Foodservice Equipment Reports

How You Can Help Operators

Our friend Doug Fryett, one of the leading consultants in our world, said some very smart things in Minneapolis in March, at the worldwide meeting of the Foodservice Consultants Society Int'l. I liked his comments so much, I borrowed them for a presentation I made to the Excell Dealer Buying Network meeting in April. While Doug originally addressed his remarks to consultants, they apply to most of the recipients of this magazine, including those in equipment and supplies specifying and purchasing roles at operator organizations.

Fryett's simple but cogent ideas are that the role of an E&S specifier or specialist is to take care of the operators and their needs. And one way to think of that is to focus on helping them take care of their patrons.

    • New technologies. There are many of them and their benefits to an operator need to be detailed.
    • Overhead costs. Everyone in this environment is looking to cut overhead costs.
    • Food safety. There's nothing more critical in a foodservice operation than ways and tools to promote food safety.
    • Sustainability issues. All the techniques and technologies around this broad concept are pertinent: energy and water efficiencies, sustainable materials and building practices, waste management and minimization.
    • Food and flavor trends. It's always all about the food, and the menu always dictates equipment selection.
    • Work-flow optimization. Labor is the single largest cost for most foodservice operators.
    • Worker productivity. Productivity goes hand-in-hand with flow optimization but also includes other labor-saving techniques and tools.
    • Worker-friendly environments. Kitchens can be brutal places to work. Making them less hostile can improve productivity and reduce turnover.
    • Regulations, standards and codes.The specialist should help the operator with the rules and the reasons behind the regulations and codes.

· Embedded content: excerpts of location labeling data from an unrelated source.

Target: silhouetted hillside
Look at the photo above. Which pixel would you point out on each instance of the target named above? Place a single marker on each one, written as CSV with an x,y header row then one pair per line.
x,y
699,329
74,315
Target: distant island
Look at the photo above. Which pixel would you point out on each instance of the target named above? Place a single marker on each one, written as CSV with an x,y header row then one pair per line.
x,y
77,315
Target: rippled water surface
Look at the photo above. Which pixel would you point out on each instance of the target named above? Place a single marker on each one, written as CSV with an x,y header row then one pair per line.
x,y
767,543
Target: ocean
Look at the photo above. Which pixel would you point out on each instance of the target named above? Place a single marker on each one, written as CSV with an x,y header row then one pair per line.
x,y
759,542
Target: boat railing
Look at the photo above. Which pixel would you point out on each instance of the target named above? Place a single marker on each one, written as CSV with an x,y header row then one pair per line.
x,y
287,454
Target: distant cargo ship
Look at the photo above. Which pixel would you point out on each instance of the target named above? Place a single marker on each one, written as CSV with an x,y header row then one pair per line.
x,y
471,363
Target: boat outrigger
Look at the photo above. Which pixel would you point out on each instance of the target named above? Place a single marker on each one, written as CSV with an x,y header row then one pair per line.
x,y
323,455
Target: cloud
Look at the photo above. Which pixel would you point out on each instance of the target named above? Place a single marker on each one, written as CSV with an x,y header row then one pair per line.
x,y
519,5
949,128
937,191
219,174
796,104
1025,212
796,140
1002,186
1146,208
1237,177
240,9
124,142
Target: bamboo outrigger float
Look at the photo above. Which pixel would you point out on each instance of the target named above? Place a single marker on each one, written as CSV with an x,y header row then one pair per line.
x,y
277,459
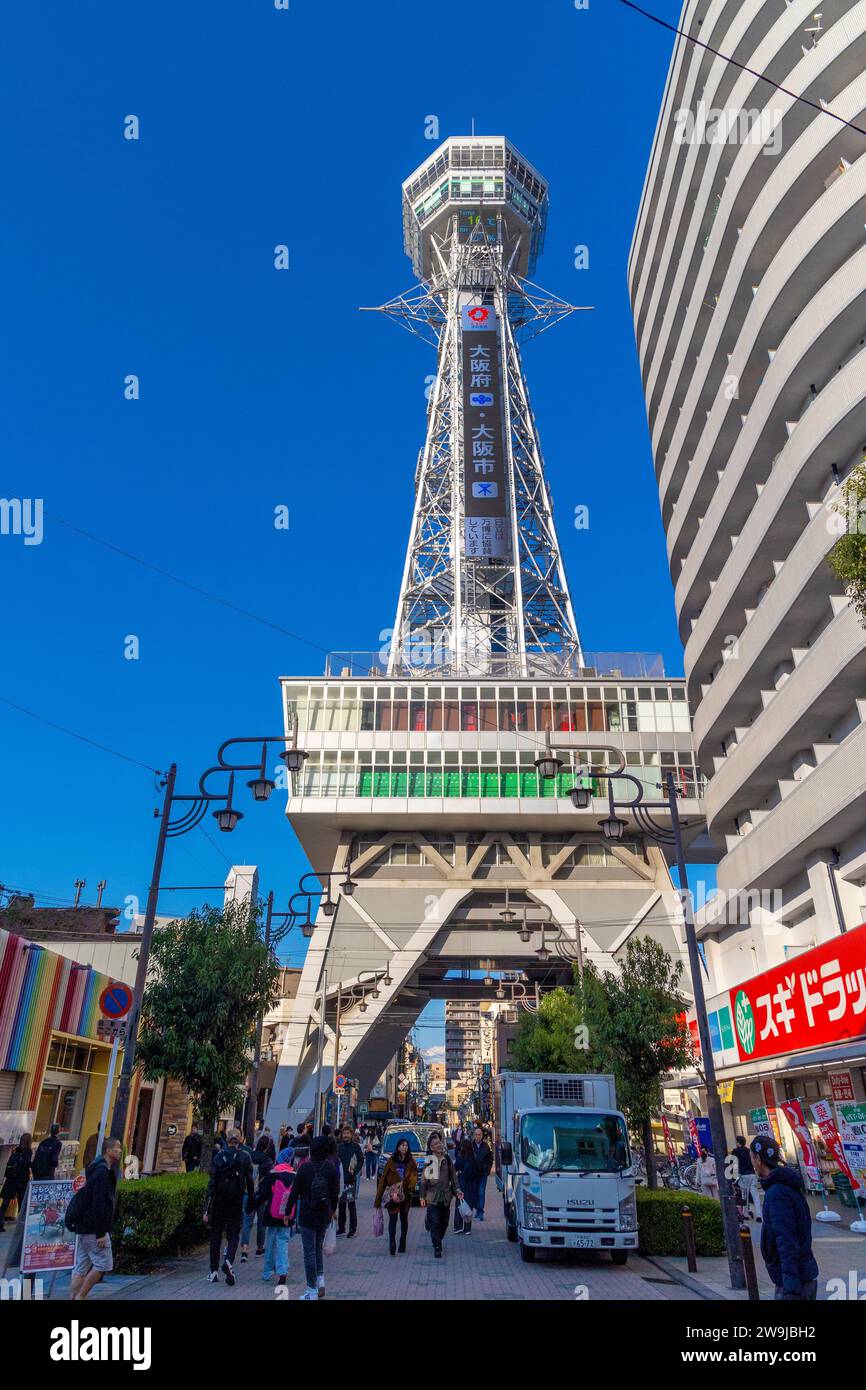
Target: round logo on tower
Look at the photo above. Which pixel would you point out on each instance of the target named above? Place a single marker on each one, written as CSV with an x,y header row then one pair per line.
x,y
745,1022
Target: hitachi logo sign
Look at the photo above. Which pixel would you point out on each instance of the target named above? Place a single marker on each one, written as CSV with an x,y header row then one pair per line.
x,y
77,1343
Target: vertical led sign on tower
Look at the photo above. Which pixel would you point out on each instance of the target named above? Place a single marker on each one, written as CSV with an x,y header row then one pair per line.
x,y
485,499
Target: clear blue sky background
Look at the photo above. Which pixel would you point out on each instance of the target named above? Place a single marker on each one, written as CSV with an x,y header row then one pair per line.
x,y
257,388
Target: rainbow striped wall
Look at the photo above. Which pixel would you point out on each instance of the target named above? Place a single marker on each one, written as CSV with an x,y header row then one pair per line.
x,y
42,993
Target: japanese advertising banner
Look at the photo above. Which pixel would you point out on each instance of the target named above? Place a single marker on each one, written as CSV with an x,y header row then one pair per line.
x,y
824,1119
485,496
47,1244
852,1133
811,1001
793,1111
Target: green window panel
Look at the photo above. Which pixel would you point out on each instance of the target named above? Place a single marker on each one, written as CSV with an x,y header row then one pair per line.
x,y
469,780
434,783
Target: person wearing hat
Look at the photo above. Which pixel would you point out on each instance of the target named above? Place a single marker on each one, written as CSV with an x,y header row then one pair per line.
x,y
786,1236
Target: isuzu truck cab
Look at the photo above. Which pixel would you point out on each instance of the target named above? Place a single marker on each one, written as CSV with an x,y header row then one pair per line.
x,y
563,1164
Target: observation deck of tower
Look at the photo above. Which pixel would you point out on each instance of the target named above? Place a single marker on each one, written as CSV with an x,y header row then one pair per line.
x,y
469,872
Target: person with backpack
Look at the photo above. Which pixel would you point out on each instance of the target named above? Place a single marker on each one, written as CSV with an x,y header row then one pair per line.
x,y
316,1191
231,1180
17,1176
47,1155
350,1159
91,1216
273,1203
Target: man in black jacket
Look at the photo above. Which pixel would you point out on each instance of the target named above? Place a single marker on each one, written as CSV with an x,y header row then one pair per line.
x,y
93,1251
191,1153
352,1161
231,1180
47,1155
786,1237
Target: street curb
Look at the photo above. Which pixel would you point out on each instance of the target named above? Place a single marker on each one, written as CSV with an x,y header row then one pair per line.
x,y
687,1280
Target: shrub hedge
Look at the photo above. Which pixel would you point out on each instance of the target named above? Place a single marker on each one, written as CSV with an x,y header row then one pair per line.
x,y
660,1222
157,1216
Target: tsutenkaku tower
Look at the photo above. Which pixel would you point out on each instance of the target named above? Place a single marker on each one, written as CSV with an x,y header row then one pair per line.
x,y
484,590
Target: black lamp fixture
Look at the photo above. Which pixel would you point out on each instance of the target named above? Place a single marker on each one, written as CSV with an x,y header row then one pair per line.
x,y
227,818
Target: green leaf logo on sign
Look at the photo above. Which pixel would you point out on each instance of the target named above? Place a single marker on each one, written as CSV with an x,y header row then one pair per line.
x,y
745,1022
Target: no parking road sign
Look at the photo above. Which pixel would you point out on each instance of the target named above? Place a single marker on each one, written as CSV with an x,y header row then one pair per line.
x,y
116,1000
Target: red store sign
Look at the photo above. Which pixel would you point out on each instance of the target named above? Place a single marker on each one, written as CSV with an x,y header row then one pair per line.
x,y
811,1001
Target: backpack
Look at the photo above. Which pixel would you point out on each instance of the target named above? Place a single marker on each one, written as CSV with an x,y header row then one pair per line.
x,y
77,1212
320,1190
280,1190
230,1182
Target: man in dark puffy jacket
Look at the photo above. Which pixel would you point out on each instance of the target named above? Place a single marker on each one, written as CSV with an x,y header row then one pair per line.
x,y
93,1255
231,1182
786,1237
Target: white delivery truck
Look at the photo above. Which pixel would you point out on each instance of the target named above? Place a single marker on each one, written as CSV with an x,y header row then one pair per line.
x,y
563,1164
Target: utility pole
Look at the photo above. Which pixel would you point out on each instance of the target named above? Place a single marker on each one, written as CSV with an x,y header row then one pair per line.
x,y
121,1104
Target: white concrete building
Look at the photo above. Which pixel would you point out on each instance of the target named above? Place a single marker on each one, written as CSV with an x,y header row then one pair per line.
x,y
748,285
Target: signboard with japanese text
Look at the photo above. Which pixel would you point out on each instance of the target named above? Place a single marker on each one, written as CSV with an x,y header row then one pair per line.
x,y
47,1244
485,484
815,1000
824,1119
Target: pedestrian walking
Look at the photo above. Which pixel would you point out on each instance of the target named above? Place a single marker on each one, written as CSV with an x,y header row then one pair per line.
x,y
93,1255
438,1186
350,1159
17,1176
231,1182
316,1193
273,1203
260,1159
708,1178
191,1150
786,1233
747,1182
395,1187
47,1155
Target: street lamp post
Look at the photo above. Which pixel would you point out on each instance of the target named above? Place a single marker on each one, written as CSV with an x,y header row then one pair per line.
x,y
613,827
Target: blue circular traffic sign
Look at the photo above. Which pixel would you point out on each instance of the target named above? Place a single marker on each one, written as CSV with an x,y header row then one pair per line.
x,y
116,1000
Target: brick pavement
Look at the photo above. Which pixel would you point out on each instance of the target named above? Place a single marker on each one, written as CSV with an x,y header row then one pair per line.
x,y
478,1266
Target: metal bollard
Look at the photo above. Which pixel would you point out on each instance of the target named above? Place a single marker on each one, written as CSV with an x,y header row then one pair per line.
x,y
688,1230
748,1264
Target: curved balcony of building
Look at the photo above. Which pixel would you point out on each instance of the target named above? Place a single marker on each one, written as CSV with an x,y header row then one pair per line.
x,y
777,218
820,690
717,207
801,385
801,474
738,31
820,812
773,637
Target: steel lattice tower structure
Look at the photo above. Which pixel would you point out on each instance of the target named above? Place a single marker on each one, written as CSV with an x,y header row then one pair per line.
x,y
484,590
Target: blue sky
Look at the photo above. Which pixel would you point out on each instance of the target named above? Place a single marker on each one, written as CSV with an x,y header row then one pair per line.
x,y
263,388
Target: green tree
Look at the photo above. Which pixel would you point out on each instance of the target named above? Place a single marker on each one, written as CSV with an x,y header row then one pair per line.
x,y
210,977
638,1032
847,559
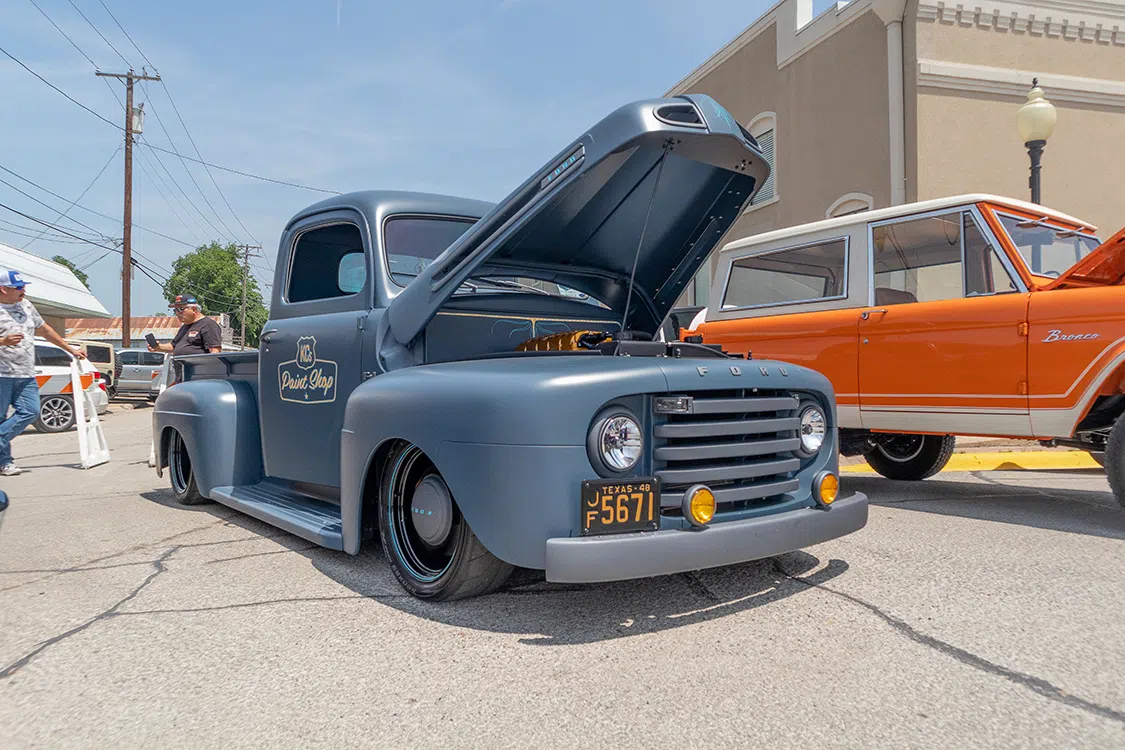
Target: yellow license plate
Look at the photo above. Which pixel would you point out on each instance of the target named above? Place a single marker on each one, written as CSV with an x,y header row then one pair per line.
x,y
610,506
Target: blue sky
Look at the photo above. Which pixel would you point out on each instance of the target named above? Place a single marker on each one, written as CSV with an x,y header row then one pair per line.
x,y
464,98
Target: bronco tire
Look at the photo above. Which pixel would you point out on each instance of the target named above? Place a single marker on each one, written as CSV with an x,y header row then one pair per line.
x,y
911,458
179,471
430,547
1115,460
56,414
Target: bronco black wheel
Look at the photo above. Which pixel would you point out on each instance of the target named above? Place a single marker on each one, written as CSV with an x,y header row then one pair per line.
x,y
1115,460
910,457
431,549
179,471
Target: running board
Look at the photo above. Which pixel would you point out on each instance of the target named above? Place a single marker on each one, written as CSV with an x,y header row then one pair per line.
x,y
298,514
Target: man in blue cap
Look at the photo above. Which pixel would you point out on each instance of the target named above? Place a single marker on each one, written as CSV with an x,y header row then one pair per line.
x,y
19,323
198,334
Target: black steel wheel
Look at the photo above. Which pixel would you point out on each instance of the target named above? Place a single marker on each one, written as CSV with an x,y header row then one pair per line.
x,y
180,472
910,458
56,414
430,547
1115,460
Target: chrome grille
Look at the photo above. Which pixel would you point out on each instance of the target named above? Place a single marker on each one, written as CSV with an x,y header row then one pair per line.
x,y
739,443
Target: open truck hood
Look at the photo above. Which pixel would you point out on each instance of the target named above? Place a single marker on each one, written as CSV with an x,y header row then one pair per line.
x,y
1105,265
578,219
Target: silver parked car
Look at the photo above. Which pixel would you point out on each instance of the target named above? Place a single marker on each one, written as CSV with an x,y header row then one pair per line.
x,y
140,372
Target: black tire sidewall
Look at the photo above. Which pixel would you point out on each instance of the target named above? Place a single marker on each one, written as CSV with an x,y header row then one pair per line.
x,y
935,453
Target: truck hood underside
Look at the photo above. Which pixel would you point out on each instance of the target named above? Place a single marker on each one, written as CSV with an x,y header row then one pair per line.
x,y
579,219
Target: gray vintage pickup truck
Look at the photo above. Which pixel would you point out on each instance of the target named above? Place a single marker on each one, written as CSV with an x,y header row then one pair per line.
x,y
480,386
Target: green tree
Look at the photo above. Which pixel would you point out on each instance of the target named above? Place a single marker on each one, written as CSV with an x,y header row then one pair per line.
x,y
213,273
81,277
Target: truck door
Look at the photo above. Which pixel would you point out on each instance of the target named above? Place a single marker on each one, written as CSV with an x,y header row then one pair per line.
x,y
944,348
309,355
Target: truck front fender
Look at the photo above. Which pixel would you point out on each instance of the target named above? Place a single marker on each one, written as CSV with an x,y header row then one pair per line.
x,y
218,423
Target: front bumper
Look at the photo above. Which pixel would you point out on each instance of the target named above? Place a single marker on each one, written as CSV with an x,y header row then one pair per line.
x,y
590,559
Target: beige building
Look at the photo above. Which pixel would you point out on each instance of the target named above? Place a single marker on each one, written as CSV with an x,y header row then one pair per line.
x,y
879,102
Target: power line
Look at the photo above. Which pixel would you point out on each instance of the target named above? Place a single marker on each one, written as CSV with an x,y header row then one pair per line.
x,y
90,210
104,119
63,33
99,33
100,172
257,177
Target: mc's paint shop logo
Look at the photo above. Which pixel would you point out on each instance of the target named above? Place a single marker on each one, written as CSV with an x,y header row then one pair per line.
x,y
307,379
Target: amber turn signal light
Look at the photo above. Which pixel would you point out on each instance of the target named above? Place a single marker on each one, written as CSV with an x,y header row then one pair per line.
x,y
699,505
826,487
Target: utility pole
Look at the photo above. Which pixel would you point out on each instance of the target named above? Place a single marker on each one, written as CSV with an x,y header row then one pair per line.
x,y
127,219
245,279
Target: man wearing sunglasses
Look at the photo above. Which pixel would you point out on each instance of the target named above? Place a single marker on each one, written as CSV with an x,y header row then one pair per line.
x,y
198,334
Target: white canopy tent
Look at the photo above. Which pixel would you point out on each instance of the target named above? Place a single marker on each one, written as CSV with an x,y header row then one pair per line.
x,y
53,288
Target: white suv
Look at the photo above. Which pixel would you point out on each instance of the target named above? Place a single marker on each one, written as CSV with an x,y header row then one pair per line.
x,y
56,392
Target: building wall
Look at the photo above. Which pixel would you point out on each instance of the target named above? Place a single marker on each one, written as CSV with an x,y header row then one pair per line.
x,y
831,134
966,133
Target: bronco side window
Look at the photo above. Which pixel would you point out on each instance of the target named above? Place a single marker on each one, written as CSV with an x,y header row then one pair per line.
x,y
984,271
790,276
324,263
917,261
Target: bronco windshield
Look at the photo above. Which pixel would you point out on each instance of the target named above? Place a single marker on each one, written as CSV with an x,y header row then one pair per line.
x,y
1047,249
414,243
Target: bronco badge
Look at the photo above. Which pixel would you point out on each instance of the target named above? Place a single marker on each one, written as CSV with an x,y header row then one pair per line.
x,y
307,379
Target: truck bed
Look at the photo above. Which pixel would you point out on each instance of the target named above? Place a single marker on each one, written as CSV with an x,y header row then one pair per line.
x,y
223,366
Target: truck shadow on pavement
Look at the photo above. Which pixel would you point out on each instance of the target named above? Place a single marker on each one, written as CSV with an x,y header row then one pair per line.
x,y
1072,511
556,614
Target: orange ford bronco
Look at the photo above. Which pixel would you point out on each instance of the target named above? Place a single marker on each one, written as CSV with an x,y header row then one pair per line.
x,y
971,315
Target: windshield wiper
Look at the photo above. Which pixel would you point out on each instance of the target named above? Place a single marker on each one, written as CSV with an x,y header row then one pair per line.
x,y
515,285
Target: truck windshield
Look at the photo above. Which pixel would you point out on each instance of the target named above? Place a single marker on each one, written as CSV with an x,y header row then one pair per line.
x,y
1049,250
413,243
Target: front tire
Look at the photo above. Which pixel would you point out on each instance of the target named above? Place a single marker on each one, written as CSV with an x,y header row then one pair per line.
x,y
181,473
430,547
56,414
911,458
1115,460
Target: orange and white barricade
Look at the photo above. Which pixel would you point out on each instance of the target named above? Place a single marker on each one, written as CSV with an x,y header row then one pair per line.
x,y
91,440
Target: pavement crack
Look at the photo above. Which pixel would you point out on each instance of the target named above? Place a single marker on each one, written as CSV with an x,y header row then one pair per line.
x,y
159,568
1029,681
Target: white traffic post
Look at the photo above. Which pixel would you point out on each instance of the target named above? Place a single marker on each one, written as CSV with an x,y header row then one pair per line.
x,y
165,372
92,448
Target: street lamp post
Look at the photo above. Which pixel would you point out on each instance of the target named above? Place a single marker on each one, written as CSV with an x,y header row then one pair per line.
x,y
1035,120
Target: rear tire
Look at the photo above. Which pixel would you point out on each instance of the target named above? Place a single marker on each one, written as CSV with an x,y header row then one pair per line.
x,y
430,547
1115,460
181,473
911,458
56,414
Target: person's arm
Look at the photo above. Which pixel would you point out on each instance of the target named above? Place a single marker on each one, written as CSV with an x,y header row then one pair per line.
x,y
50,334
213,337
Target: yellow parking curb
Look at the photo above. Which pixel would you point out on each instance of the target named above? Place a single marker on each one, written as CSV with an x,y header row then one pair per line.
x,y
1013,461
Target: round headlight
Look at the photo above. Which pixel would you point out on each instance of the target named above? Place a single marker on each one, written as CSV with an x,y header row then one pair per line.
x,y
813,428
619,442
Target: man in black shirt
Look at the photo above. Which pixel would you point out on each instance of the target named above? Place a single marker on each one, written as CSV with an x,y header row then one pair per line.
x,y
197,335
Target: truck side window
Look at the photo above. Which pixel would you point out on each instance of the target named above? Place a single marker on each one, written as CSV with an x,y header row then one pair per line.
x,y
917,261
984,272
326,262
797,274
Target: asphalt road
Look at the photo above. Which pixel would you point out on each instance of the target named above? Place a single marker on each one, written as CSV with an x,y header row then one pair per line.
x,y
973,611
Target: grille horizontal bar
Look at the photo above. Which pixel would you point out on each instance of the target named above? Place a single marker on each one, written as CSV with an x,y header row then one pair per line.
x,y
726,450
721,428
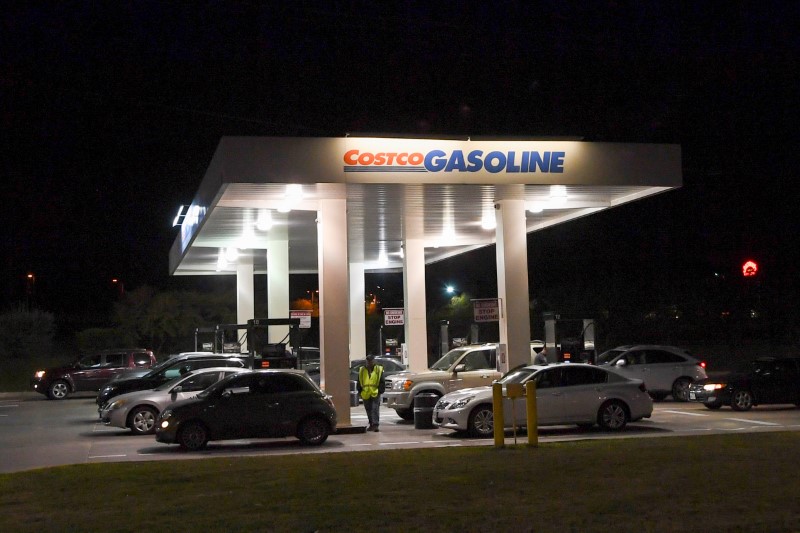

All these suggestions are derived from operator needs and the needs and demands of their customers and patrons. You'll notice nowhere does Fryett mention kitchen or front-of-the-house design or equipment and supplies selection. Nor does he mention price. That's because these E&S stock-in-trade activities will naturally flow from helping the operator with the needs outlined above.

If one takes care of operator needs and helps them better serve their guests, success will also flow naturally.